Violet slowly etched forward in fear of stubbing her toe on some unforeseen
object before her. After a few seconds of fumbling she managed to find the
lamp’s knob and turned it on with a forced click.

It might have been her first world privileged
lifestyle, but part of her preferred the room before it was filled with the
dusty light of the lamp. Even without touching anything Violet could
practically feel the accumulated inches of dust and dirt that covered every
surface around her. The musk was undeniable, as if the grime itself were
scented. Everything in the room looked to have been a hundred years old, even
if it had been most likely made in the past few decades. It was if everything
was stuck in a mystical vortex that pulled it out of the early 20th century.
The chair was made of thick wicker that splintered out into every direction,
the shelves and table were made up of untarnished fir wood, the large patterned
rug under her feet an indiscernible woven mess. It appeared that the room was
used as a reading area for whoever lived there before. Though from the sparse
density of actual books it seemed like the room didn’t see much action in its
heyday.

“If you wouldn’t mind hurrying it up in there, it’s
pretty fucking cold out here. Could you please go and open the front door?”
Riley called out.

In Violet’s haze of examining the room, she completely
forgot she actually had a mission to carry out.

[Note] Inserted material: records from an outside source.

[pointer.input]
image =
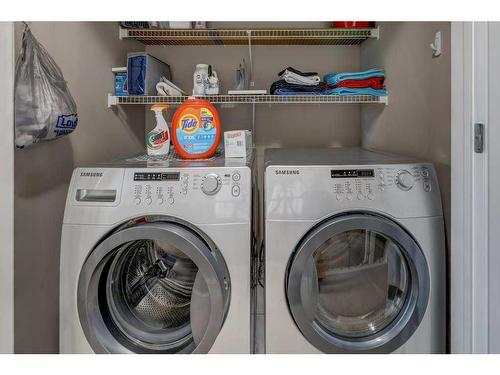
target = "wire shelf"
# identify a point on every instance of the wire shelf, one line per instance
(257, 36)
(250, 99)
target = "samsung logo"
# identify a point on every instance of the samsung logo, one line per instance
(287, 171)
(91, 174)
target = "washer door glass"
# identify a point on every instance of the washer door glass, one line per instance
(357, 283)
(146, 289)
(362, 282)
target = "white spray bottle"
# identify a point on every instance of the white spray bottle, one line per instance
(158, 139)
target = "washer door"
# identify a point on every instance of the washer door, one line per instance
(157, 287)
(357, 283)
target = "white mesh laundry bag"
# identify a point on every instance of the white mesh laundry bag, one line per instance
(44, 107)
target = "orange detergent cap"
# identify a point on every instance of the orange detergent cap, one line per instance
(196, 129)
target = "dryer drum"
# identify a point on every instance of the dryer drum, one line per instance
(357, 283)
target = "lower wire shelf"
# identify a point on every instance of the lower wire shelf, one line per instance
(251, 99)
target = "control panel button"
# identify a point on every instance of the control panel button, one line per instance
(404, 180)
(211, 184)
(235, 190)
(427, 186)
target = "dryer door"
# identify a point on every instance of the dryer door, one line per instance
(157, 287)
(357, 283)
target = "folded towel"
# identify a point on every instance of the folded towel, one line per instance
(282, 84)
(295, 76)
(347, 91)
(334, 78)
(296, 71)
(340, 91)
(285, 91)
(374, 83)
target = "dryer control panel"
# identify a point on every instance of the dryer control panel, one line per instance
(363, 184)
(313, 192)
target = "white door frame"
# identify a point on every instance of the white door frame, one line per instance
(469, 189)
(7, 187)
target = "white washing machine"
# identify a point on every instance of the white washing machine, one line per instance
(155, 257)
(355, 253)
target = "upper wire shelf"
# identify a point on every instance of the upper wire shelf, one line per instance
(354, 36)
(250, 99)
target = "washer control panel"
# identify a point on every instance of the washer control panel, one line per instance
(159, 188)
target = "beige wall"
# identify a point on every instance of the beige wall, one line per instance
(85, 52)
(417, 120)
(310, 125)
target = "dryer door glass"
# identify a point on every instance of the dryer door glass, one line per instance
(153, 288)
(357, 283)
(362, 281)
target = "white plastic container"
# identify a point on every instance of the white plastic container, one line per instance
(158, 139)
(200, 79)
(181, 25)
(237, 143)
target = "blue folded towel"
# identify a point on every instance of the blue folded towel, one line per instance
(339, 91)
(347, 91)
(334, 78)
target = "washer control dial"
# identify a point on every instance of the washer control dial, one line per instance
(404, 180)
(211, 184)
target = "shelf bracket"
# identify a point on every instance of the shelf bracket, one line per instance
(249, 33)
(112, 100)
(122, 33)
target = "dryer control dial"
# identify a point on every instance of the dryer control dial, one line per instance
(404, 180)
(211, 184)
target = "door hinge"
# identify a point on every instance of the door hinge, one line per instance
(478, 138)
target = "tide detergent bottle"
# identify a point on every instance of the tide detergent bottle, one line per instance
(158, 139)
(196, 129)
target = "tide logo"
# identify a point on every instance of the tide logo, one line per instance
(189, 124)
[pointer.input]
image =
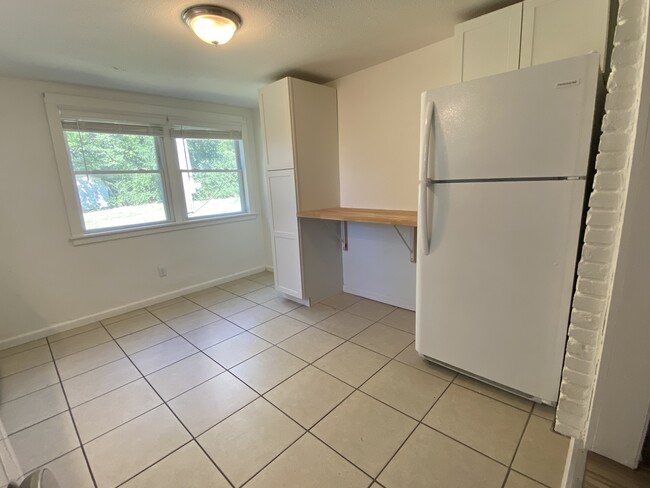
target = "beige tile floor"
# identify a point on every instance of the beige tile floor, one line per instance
(234, 386)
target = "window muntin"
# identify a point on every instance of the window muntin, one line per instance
(211, 167)
(118, 173)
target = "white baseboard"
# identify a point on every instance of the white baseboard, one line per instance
(104, 314)
(395, 301)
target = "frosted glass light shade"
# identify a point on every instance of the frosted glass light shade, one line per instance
(212, 24)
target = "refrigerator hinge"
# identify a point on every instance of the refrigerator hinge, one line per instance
(412, 248)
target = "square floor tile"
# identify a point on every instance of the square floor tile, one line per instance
(542, 453)
(312, 315)
(279, 329)
(262, 295)
(351, 363)
(163, 354)
(188, 467)
(492, 392)
(237, 349)
(282, 305)
(252, 317)
(79, 342)
(24, 360)
(101, 380)
(429, 459)
(241, 286)
(401, 319)
(131, 324)
(308, 395)
(487, 425)
(35, 407)
(310, 344)
(26, 382)
(88, 359)
(71, 470)
(411, 357)
(365, 431)
(212, 297)
(184, 375)
(10, 351)
(113, 409)
(212, 334)
(211, 402)
(232, 306)
(176, 310)
(122, 453)
(515, 480)
(193, 320)
(166, 303)
(267, 369)
(43, 442)
(383, 339)
(124, 316)
(72, 332)
(143, 339)
(370, 309)
(319, 467)
(344, 324)
(248, 440)
(341, 301)
(407, 389)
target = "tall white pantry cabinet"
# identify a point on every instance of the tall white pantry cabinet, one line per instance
(300, 133)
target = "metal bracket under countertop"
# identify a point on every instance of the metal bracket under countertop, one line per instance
(414, 241)
(412, 248)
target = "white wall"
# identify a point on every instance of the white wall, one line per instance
(47, 282)
(619, 414)
(379, 116)
(608, 335)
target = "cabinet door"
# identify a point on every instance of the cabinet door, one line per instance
(275, 108)
(286, 243)
(558, 29)
(489, 44)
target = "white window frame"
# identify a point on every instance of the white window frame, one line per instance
(60, 107)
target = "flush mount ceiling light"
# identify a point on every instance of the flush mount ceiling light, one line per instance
(212, 24)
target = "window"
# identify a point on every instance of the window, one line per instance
(210, 165)
(138, 169)
(118, 174)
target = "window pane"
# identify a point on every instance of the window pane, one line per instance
(208, 154)
(120, 200)
(209, 194)
(92, 151)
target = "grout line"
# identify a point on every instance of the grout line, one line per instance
(375, 478)
(161, 459)
(534, 480)
(177, 418)
(74, 424)
(307, 364)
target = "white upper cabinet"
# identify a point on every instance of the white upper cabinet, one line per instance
(275, 107)
(530, 33)
(558, 29)
(488, 44)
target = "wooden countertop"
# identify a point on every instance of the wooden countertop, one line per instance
(373, 216)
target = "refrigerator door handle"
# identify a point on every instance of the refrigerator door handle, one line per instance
(424, 179)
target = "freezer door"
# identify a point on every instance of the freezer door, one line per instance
(494, 293)
(534, 122)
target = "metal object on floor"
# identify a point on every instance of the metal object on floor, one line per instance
(43, 478)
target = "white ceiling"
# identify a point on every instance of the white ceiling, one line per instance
(142, 45)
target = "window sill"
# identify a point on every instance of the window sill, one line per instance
(112, 235)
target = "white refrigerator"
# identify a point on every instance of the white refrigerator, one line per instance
(504, 163)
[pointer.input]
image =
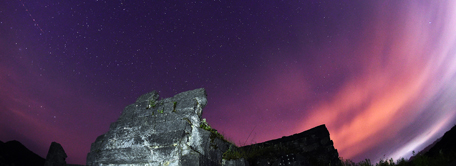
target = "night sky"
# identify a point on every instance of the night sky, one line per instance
(380, 74)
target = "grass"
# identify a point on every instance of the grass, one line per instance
(442, 159)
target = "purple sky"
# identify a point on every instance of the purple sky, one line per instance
(380, 74)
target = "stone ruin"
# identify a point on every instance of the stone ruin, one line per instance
(171, 132)
(160, 132)
(311, 147)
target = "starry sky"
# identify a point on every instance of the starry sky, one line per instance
(380, 74)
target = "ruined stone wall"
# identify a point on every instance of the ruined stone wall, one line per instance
(171, 132)
(312, 147)
(160, 132)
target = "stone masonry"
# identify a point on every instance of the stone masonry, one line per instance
(160, 132)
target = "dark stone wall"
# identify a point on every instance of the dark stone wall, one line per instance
(312, 147)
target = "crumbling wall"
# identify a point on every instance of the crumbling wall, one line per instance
(160, 132)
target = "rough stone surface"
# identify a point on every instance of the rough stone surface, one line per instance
(14, 153)
(160, 132)
(56, 155)
(311, 147)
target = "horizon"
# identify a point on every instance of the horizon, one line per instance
(379, 75)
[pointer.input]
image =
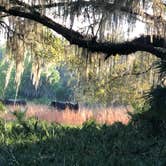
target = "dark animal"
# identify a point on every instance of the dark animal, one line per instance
(59, 105)
(14, 102)
(72, 106)
(63, 105)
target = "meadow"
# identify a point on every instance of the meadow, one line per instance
(39, 139)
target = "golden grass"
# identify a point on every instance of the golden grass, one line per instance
(43, 112)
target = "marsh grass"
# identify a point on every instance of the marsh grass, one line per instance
(43, 112)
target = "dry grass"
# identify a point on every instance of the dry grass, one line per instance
(43, 112)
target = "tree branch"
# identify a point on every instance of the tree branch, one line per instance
(76, 38)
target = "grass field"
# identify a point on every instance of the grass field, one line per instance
(34, 142)
(68, 117)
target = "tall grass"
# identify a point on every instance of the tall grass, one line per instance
(103, 116)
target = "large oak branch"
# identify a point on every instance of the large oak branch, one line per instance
(76, 38)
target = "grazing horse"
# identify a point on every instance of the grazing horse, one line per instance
(73, 106)
(64, 105)
(13, 102)
(59, 105)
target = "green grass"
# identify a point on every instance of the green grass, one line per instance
(38, 143)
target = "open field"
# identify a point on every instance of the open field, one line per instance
(35, 142)
(102, 116)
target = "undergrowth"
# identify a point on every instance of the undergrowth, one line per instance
(37, 143)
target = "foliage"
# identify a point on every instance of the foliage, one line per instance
(136, 144)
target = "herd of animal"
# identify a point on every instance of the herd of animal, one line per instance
(60, 106)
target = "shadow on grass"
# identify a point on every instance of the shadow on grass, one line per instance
(42, 144)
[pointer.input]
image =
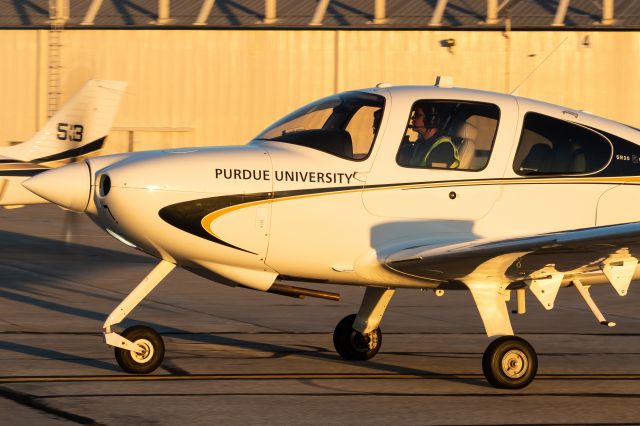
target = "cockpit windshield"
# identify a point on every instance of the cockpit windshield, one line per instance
(345, 125)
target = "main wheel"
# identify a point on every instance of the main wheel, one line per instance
(353, 345)
(509, 362)
(151, 356)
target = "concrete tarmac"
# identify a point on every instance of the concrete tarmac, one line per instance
(241, 357)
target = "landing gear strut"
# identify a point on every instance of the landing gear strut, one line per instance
(509, 362)
(357, 337)
(140, 349)
(146, 360)
(353, 345)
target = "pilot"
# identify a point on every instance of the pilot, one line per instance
(433, 148)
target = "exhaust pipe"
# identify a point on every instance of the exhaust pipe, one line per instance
(300, 293)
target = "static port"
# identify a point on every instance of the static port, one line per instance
(105, 185)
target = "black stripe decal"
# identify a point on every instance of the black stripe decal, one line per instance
(188, 215)
(23, 172)
(75, 152)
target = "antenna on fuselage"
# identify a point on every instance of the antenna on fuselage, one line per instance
(538, 66)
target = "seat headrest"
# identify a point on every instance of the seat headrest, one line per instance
(467, 131)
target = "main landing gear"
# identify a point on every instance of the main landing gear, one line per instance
(140, 349)
(509, 362)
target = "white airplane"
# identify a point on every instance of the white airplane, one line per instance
(539, 197)
(76, 130)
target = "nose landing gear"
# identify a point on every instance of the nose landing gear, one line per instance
(149, 358)
(353, 345)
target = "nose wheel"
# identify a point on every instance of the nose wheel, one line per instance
(151, 355)
(353, 345)
(509, 362)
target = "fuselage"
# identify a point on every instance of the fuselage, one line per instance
(277, 209)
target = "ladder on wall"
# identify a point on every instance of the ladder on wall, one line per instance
(53, 58)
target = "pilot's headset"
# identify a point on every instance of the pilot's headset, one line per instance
(432, 118)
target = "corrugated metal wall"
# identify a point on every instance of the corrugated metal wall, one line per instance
(195, 87)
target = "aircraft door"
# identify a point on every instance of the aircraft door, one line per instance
(557, 175)
(444, 165)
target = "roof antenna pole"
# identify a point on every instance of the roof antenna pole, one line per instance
(608, 16)
(438, 13)
(537, 67)
(561, 13)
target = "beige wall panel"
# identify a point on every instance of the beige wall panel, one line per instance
(416, 57)
(594, 71)
(200, 87)
(19, 87)
(228, 85)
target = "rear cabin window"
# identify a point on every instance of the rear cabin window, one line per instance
(449, 135)
(549, 146)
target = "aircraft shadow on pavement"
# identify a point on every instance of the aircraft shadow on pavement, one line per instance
(24, 254)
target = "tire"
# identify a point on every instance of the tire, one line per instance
(134, 363)
(510, 362)
(355, 346)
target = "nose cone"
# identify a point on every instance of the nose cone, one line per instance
(67, 186)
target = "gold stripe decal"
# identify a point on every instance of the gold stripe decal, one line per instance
(198, 216)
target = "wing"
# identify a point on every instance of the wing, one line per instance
(542, 263)
(577, 251)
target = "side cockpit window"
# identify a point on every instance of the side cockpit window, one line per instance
(449, 135)
(344, 125)
(549, 146)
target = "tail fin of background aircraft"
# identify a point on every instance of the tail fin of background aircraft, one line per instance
(78, 128)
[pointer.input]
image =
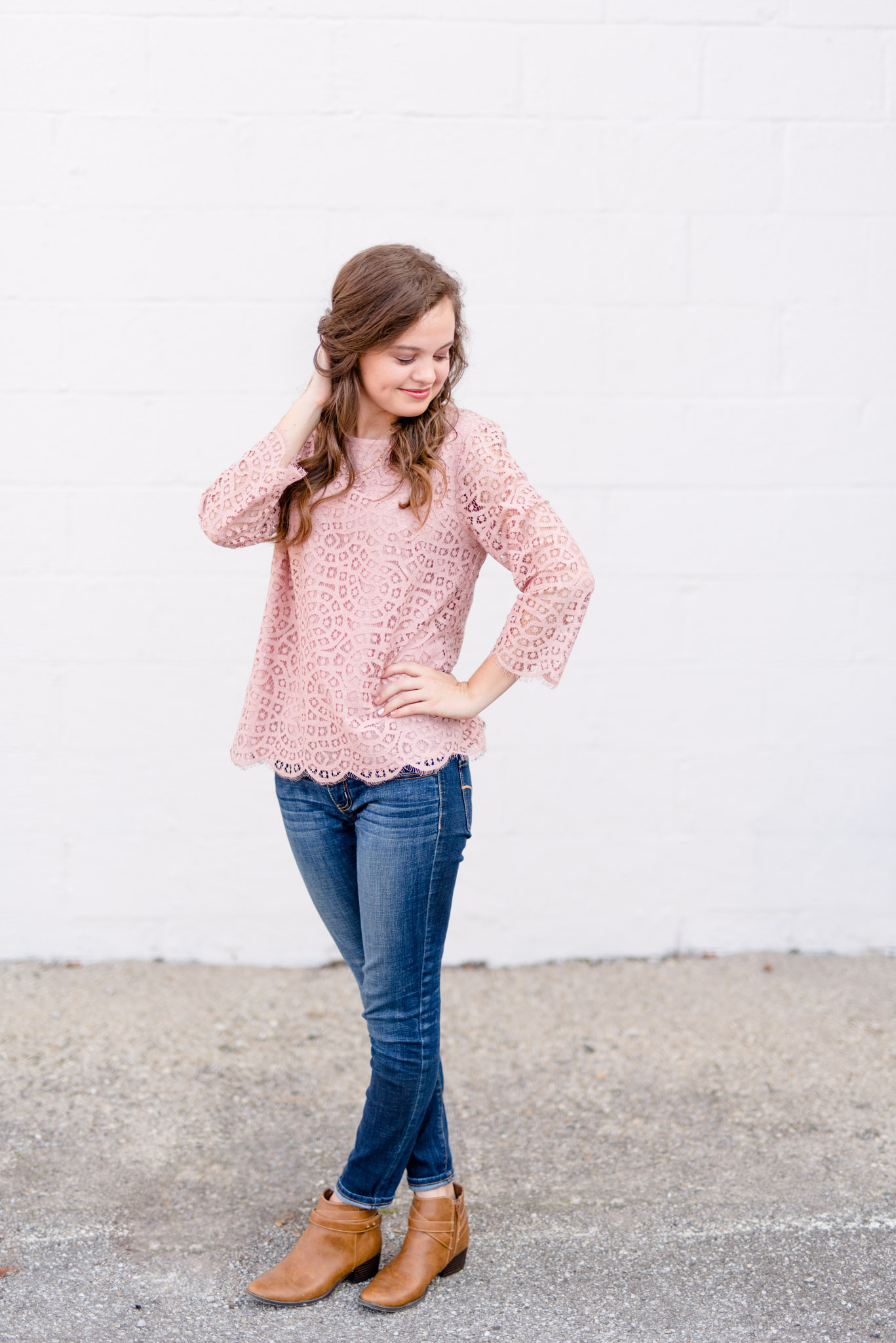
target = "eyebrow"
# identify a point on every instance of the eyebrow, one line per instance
(418, 350)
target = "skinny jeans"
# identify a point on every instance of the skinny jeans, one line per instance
(379, 861)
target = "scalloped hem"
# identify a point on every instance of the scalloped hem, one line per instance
(532, 677)
(242, 763)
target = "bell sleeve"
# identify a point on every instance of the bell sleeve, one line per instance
(520, 529)
(242, 507)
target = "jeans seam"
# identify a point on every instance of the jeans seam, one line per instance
(357, 1198)
(429, 1184)
(426, 934)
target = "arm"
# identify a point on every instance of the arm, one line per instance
(520, 529)
(242, 507)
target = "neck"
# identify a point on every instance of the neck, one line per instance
(371, 422)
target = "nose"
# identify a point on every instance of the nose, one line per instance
(423, 374)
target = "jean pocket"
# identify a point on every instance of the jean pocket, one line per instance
(467, 790)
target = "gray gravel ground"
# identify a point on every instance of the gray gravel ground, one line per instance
(691, 1149)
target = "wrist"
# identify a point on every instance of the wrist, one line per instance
(475, 703)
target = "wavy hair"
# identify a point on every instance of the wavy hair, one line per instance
(376, 296)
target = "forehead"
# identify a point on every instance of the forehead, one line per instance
(430, 331)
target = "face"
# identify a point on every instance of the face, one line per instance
(402, 379)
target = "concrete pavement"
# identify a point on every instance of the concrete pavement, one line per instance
(691, 1149)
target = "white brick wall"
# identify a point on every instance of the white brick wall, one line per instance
(677, 226)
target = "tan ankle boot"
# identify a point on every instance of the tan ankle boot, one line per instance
(436, 1244)
(340, 1241)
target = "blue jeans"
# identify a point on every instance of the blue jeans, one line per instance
(379, 861)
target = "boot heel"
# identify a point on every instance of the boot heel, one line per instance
(456, 1266)
(364, 1272)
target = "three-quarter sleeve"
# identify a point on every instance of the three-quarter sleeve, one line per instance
(520, 529)
(242, 507)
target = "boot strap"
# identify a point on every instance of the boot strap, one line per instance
(354, 1229)
(440, 1232)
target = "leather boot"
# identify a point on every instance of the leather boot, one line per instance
(340, 1241)
(436, 1244)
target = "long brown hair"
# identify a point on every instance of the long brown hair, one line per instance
(376, 296)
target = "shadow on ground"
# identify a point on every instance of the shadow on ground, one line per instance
(691, 1149)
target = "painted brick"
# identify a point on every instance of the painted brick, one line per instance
(682, 315)
(798, 73)
(612, 71)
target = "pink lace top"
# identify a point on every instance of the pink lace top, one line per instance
(371, 586)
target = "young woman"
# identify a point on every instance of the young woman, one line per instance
(383, 500)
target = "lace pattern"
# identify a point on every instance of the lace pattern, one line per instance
(372, 586)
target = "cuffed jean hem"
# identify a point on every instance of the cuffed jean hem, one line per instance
(360, 1202)
(431, 1184)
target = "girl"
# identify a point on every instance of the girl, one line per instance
(383, 498)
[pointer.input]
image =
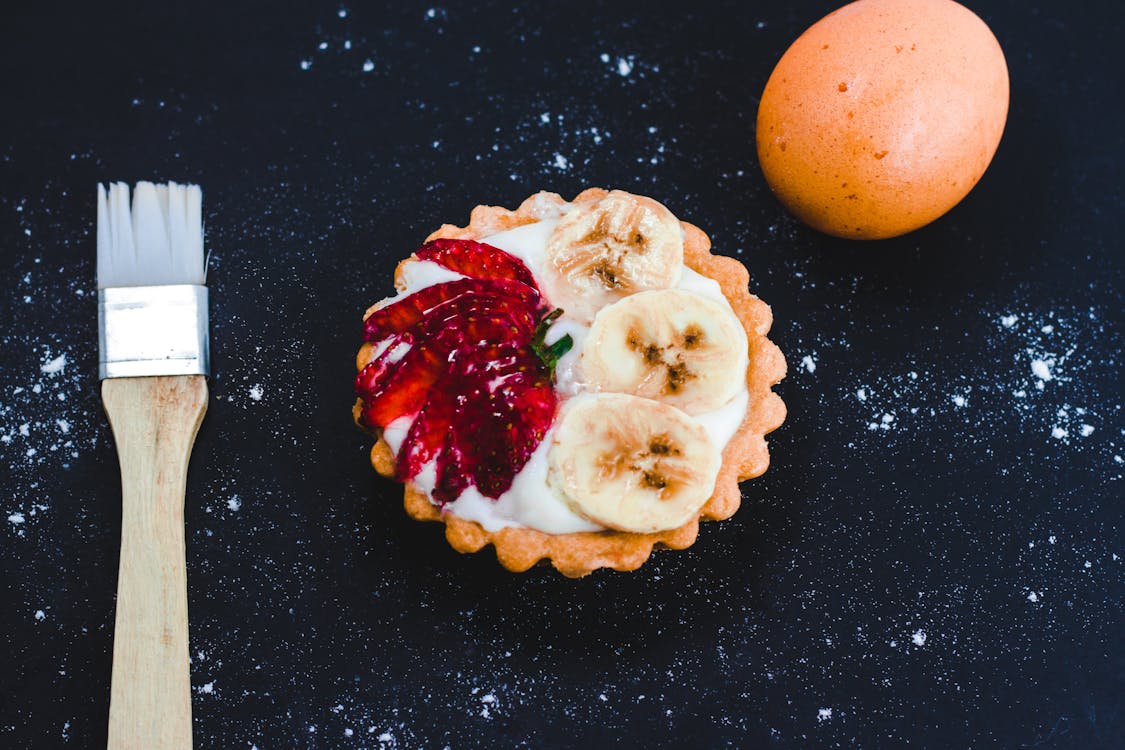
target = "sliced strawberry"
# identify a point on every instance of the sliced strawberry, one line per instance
(430, 431)
(452, 477)
(476, 260)
(509, 405)
(402, 315)
(404, 389)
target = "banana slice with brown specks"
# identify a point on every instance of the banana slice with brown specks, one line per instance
(603, 251)
(671, 345)
(631, 463)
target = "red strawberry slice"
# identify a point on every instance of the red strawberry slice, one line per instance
(477, 260)
(509, 406)
(452, 477)
(474, 380)
(404, 389)
(402, 315)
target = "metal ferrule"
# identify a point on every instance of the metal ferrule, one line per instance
(153, 331)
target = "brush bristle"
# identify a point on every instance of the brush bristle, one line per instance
(159, 241)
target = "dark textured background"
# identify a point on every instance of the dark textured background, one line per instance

With a cautious gallop she exited into the
semi-hallway, which quickly gave access to the left of it to the wide open living
room that was still engulfed in shadow. This sight required pause. For a reason
she couldn’t put a finger on she felt suddenly intensely uncomfortable. As if
she was in a place she didn’t belong, like a child exploring in the dangerous
attic after being expressly forbidden to do so by an angry father. Without the
illumination of the starlight from the reading room window she couldn’t even
begin to find her way through the darkness to locate some sort of alternative
light.

“To think...I could be at home right now in my warm
pajamas, sipping a spiced chai tea while watching good looking doctors make out
on television,” she mused as she took one restrained step forward after another.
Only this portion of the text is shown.